The Kiwis, who finished on top of the round-robin standings, beat Desafio Espanol of Spain by 43 seconds, while Luna Rossa beat American entry BMW Oracle Racing by 2:19.
The two winners of the best-of-nine match-racing series will meet in the June 1-11 Louis Vuitton Cup final to decide which boat will race defending champion Alinghi in the America's Cup from June 23-July 4.
Luna Rossa chose to come into the pre-start from the right after winning the coin toss.
Along with BMW Oracle Racing, the yachts came off the line even before putting their bows down in a split, with Luna Rossa's American helmsman James Spithill preferring the left side of the middle.
Spithill edged his ITA-94 yacht back toward the American USA-98 boat near the top of the first lap for a 52-second advantage around the first marker.
BMW Oracle Racing skipper Chris Dickson didn't immediately follow Spithill into a gybe and caught a pocket of wind to reduce the lead to 100 meters before eventually gybing back to starboard to pull slightly ahead.
Luna Rossa moved back toward the American boat before both followed the breeze to the left as the Americans cut Luna Rossa's lead to seven seconds.
Luna Rossa tactician Torben Grael correctly sent the Italians out to the left on the third lap as they pushed the lead to 1:21, before Spithill gybed to starboard and maintained the overlap for the 2000 Louis Vuitton Cup champions over the final leg.

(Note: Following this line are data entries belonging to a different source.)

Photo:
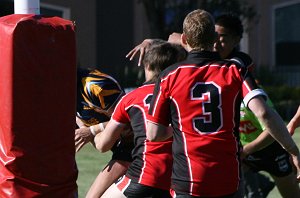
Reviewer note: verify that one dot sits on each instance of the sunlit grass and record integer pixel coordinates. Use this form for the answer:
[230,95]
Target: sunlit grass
[90,162]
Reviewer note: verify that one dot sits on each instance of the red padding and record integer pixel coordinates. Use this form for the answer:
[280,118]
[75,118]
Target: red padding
[37,107]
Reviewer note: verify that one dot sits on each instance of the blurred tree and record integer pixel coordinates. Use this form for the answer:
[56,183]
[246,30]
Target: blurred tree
[166,16]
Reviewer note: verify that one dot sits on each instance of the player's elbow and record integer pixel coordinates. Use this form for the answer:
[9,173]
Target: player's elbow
[101,148]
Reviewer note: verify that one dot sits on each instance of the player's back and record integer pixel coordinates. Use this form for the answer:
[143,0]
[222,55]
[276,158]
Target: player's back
[205,98]
[151,160]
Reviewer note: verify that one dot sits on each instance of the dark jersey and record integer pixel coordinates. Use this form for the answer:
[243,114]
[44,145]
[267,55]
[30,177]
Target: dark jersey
[152,161]
[201,97]
[241,58]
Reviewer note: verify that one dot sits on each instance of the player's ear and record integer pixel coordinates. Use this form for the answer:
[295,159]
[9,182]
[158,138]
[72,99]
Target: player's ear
[183,39]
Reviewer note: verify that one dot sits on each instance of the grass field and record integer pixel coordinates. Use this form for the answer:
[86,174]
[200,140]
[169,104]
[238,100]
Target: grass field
[90,162]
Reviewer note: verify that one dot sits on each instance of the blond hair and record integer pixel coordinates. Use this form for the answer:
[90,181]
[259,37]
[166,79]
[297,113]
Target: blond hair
[199,28]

Emirates Team New Zealand also entered the start on starboard and held its position as both boats crossed the line at pace with the Kiwis holding a slight edge.
Emirates Team New Zealand helmsman Dean Barker rolled into a port tack as he tried to take advantage of the sea breeze while the Spanish stayed split before deciding to tack and keep their opponents from getting away.
Desafio Espanol helmsman Karol Jablonski preferred the left side of the course and tacked back as Emirates Team New Zealand opened up a 200-meter lead, translating into a 1:03 gap around the first windmarker.
Jablonski guided his ESP-97 yacht straight into a gybe after rounding the marker, cutting the lead in half by the quarter mark of the second lap.
The gap was pressed to 41 seconds around the second marker as the Spanish -- who had King Juan Carlos of Spain aboard as the 18th-man guest -- stayed on the heels of the Kiwis, eventually closing the deficit to 30 seconds in the final downwind leg.
The sea breeze finally arrived halfway from the line and boats suddenly found themselves sailing upwind. The Kiwis dropped their spinnaker immediately while the Spanish left theirs up longer hoping for a late surge.